Георгий Дмитриевич Лощаков был одним из ведущих специалистов НТО шестого главка МПСС. Это был человек, четко представляющий конъюнктуру в вопросах не только развития техники в нашем и других министерствах, но и в вопросах меняющихся взаимоотношений между службами и министерствами. Он четко угадывал в наших годовых планах главное звено, на которое следовало обратить внимание. Он же определял объемы финансирования той или иной работы в зависимости от побочных потребностей предприятий, например, потребностей перспективного развития со скрытым финансированием. Я помню, как одну из работ отдел хотел поручить нашему СКБ за двести пятьдесят тысяч рублей. Затем передумали и поручили ее за пятьсот тысяч более крупному СКБ Дмитрия Ивановича Филатова. В конце концов, работа досталась одному из отделений Центрального института по радиоизмерительной технике ГНИПИ за два миллиона пятьсот тысяч рублей. Такой была экономика. Если бы мне давали эти деньги за эту работу, я бы не взял, так как при наличии лимитов на зарплату, численности и утвержденной средней зарплаты мне бы просто некуда было девать деньги. А создавать на предприятии условия безделья было бы не в интересах, в том числе, и директора предприятия. Оно, это предприятие, должно энергично работать. Что касается ГНИПИ, то у него было огромное количество вновь созревающих направлений, которые надо было подпитывать по внутреннему плану. Для этого и нужны были скрытые деньги в годовых и пятилетних планах. 16
Итак, Георгий Дмитриевич был ценный кадр, и мы его уважали. Ходить по ресторанам он не любил, поэтому я и решил однажды зайти к нему домой с соответствующей выпивкой и закуской.

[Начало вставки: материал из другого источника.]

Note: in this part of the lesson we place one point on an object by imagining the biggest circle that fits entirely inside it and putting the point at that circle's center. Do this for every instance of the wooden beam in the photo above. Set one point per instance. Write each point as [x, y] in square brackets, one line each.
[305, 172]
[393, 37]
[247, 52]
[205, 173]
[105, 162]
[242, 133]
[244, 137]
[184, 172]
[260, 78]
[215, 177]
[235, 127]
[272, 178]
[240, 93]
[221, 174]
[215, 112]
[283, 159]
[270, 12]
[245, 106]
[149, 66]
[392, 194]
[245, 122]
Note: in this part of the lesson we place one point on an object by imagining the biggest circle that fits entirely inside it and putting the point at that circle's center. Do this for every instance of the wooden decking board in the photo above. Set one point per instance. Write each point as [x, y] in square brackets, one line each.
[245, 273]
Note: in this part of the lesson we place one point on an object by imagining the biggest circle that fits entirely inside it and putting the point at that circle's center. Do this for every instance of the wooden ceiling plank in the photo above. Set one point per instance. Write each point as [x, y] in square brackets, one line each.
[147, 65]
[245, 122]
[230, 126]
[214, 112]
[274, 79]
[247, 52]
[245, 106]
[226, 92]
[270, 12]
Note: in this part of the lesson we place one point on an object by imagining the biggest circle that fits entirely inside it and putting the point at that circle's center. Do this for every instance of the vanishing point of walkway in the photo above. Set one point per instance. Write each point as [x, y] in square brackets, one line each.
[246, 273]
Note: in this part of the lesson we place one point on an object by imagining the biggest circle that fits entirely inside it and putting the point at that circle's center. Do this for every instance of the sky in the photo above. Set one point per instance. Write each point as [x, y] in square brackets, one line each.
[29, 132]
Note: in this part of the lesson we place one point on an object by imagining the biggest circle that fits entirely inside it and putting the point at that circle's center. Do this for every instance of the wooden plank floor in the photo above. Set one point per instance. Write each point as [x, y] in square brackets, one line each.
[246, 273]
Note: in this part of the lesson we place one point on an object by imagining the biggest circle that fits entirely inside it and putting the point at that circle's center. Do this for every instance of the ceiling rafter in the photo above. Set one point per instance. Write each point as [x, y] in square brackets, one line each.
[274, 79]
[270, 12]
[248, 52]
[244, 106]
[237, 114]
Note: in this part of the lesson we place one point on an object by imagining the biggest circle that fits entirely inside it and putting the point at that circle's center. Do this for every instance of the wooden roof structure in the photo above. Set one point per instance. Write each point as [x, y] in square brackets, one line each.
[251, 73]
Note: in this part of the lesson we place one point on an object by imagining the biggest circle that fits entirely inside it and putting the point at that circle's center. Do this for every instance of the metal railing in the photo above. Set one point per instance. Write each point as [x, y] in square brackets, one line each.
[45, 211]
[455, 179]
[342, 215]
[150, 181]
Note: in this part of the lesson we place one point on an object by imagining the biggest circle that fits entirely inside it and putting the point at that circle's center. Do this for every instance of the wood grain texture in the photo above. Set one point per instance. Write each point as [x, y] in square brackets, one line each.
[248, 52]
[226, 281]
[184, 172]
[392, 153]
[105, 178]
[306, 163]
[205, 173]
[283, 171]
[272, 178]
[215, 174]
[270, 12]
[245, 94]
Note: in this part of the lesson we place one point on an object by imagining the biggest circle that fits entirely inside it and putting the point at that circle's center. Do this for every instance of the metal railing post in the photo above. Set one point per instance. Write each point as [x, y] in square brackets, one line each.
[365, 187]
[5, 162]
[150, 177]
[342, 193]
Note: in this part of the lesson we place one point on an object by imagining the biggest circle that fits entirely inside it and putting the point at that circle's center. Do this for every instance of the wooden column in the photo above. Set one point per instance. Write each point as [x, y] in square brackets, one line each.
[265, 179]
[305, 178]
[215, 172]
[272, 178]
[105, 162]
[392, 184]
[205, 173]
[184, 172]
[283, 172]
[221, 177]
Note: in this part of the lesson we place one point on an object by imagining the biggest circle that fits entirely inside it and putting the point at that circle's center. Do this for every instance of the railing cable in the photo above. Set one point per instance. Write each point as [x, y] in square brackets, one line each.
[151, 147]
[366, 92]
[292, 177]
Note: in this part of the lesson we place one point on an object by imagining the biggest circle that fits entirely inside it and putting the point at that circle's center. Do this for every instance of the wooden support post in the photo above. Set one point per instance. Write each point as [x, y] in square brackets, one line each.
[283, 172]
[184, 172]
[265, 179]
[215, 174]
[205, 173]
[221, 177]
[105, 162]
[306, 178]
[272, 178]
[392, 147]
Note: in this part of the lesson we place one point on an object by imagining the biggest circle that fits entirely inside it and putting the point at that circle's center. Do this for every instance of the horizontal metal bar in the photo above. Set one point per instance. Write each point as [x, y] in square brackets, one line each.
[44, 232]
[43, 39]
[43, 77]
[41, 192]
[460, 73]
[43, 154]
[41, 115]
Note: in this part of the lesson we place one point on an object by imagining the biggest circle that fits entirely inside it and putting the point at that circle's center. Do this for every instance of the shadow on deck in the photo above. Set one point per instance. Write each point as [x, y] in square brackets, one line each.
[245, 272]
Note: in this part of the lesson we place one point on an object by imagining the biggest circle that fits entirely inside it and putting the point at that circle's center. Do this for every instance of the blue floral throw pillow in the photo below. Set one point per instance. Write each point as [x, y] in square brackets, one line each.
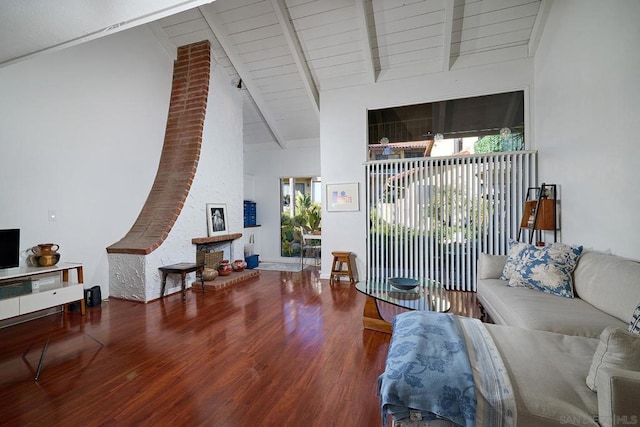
[513, 259]
[634, 325]
[548, 269]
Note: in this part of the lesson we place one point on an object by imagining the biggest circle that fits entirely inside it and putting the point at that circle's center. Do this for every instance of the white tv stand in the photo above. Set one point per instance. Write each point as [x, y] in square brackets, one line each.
[44, 296]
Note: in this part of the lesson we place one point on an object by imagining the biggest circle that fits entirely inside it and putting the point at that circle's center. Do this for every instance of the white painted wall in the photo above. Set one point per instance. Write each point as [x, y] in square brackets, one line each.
[81, 131]
[343, 135]
[267, 167]
[587, 103]
[218, 179]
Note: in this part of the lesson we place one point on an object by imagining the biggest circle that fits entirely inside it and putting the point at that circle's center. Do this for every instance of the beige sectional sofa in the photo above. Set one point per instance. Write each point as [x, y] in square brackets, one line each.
[554, 346]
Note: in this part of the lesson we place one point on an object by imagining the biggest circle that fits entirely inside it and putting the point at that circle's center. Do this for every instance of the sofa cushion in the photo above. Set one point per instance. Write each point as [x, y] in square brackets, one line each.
[548, 374]
[547, 268]
[617, 349]
[513, 258]
[532, 309]
[634, 324]
[608, 282]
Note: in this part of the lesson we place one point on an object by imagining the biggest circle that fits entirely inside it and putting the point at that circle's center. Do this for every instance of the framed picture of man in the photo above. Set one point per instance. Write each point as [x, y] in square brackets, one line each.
[217, 219]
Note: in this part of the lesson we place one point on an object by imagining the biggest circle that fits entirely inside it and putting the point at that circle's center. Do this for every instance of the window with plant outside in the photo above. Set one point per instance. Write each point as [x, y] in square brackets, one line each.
[444, 182]
[301, 212]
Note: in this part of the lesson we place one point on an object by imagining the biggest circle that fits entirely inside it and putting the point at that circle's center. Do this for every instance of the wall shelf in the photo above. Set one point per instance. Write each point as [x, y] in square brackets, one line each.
[539, 213]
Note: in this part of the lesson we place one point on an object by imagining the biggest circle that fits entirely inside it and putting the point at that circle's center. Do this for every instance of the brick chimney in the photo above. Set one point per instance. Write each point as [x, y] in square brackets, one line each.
[191, 172]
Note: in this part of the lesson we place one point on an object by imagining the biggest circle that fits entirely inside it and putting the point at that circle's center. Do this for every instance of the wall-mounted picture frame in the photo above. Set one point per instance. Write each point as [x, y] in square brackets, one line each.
[342, 197]
[217, 219]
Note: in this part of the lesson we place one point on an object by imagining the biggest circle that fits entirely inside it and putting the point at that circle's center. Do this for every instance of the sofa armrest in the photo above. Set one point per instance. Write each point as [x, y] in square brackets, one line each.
[491, 266]
[618, 397]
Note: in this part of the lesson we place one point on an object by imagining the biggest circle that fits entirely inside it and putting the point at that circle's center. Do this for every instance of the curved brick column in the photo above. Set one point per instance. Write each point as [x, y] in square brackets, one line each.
[180, 153]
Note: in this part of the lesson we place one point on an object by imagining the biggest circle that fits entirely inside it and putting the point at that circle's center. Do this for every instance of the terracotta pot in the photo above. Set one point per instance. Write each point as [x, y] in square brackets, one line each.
[225, 268]
[45, 249]
[209, 274]
[239, 265]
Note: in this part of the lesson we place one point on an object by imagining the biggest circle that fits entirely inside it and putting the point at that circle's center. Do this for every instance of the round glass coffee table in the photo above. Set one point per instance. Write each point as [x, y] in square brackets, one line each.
[427, 295]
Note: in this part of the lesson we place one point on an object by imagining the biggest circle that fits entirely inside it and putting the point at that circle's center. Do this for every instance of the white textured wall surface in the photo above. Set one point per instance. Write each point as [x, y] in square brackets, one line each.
[587, 102]
[217, 180]
[81, 133]
[127, 276]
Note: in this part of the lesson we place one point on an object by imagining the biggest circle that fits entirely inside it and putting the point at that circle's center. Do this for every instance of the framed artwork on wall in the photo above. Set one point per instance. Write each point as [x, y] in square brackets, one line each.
[342, 197]
[217, 219]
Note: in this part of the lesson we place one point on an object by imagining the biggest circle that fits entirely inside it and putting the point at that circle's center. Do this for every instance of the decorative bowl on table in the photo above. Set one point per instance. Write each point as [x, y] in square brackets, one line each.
[403, 283]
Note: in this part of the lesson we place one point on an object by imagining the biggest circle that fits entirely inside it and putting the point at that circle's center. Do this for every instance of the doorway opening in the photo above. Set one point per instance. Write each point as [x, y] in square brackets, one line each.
[300, 212]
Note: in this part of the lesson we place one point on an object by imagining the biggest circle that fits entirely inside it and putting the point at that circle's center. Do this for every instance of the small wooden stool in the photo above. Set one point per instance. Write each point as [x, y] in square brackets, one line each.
[339, 260]
[181, 268]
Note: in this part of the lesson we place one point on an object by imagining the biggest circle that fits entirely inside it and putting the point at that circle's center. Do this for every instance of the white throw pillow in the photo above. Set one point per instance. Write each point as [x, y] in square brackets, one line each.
[618, 349]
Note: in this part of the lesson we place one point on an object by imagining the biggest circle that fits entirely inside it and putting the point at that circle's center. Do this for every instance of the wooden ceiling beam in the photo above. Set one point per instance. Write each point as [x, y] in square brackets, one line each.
[447, 35]
[538, 26]
[217, 27]
[365, 24]
[282, 13]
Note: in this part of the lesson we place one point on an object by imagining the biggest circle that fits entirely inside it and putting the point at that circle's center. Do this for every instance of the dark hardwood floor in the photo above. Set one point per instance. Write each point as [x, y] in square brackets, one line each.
[286, 349]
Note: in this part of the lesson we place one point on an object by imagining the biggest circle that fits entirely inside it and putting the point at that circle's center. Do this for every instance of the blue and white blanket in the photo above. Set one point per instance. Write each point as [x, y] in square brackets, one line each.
[442, 366]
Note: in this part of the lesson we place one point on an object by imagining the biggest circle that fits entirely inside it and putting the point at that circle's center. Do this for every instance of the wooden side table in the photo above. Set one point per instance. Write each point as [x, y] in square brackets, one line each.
[181, 268]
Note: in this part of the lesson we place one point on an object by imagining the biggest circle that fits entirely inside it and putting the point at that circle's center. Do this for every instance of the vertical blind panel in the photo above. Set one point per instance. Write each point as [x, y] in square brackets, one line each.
[431, 217]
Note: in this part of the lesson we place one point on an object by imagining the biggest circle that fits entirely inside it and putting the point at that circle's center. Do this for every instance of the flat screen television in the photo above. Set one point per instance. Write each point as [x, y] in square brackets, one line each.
[10, 248]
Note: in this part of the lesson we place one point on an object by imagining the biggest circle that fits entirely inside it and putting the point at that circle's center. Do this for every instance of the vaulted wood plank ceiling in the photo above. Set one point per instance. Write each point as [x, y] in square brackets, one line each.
[287, 51]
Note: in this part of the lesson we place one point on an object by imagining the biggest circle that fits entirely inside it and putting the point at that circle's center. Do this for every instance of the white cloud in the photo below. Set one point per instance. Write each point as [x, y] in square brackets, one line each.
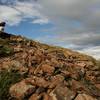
[20, 11]
[41, 21]
[93, 51]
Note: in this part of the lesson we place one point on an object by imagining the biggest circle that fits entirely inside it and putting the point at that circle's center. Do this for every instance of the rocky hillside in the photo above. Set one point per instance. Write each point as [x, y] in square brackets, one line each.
[33, 71]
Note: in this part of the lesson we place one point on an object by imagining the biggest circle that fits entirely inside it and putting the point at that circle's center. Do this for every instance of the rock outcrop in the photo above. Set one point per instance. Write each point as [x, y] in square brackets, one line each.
[46, 72]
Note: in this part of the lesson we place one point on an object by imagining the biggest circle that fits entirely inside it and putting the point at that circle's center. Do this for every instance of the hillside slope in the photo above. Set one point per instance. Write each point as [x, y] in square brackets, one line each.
[33, 71]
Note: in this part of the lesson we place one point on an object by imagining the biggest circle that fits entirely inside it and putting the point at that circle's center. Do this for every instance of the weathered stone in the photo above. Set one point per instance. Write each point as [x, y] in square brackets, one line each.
[61, 92]
[84, 97]
[34, 97]
[56, 80]
[21, 89]
[38, 81]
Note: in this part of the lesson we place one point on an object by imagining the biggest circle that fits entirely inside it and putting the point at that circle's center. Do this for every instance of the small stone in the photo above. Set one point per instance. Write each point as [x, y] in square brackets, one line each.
[84, 97]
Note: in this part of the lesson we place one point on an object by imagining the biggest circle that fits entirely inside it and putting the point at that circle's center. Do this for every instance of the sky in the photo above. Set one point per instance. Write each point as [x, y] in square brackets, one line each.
[73, 24]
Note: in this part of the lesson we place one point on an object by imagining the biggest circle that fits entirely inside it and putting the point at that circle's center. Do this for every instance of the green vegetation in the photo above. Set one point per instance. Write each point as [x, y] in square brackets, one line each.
[7, 78]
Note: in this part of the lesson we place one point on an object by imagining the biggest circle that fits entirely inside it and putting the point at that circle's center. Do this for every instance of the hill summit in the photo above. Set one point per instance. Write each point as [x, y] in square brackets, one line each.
[31, 70]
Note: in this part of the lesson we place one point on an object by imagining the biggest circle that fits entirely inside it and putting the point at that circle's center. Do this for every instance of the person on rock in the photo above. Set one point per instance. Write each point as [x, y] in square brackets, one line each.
[2, 26]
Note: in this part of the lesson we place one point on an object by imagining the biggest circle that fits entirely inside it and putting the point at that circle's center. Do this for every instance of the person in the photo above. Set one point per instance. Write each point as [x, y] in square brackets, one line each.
[2, 25]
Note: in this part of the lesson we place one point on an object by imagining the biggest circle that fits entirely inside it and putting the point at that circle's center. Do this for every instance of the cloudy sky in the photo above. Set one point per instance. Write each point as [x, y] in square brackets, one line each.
[72, 24]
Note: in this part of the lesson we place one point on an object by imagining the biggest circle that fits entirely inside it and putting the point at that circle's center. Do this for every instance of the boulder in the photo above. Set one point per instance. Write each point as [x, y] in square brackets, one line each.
[84, 97]
[21, 89]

Я поставил на стол бутылку сухого вина для его жены, бутылку коньяка для нас и сказал:
– Шнапс.
После третьей рюмки Георгий Дмитриевич вытащил из бара керамическую бутылку.
– Это разве шнапс? Вот это шнапс, так шнапс.
Попробовали. Оказалось – спирт. Меня очень быстро понесло на подъем настроения. А в этом случае я становлюсь очень веселым и непосредственным. После очередной рюмки я вскочил, открыл бар и вытащил оттуда коньяк выдержанный «КВ».
– Вот это, – говорю, – у тебя шнапс! Ну-ка давай попробуем.
И мы стали пробовать. Выпробовали всю бутылку. Я почувствовал легкое головокружение. «Значит, хватит», – подумал я. Но было уже поздно – уже «хватило».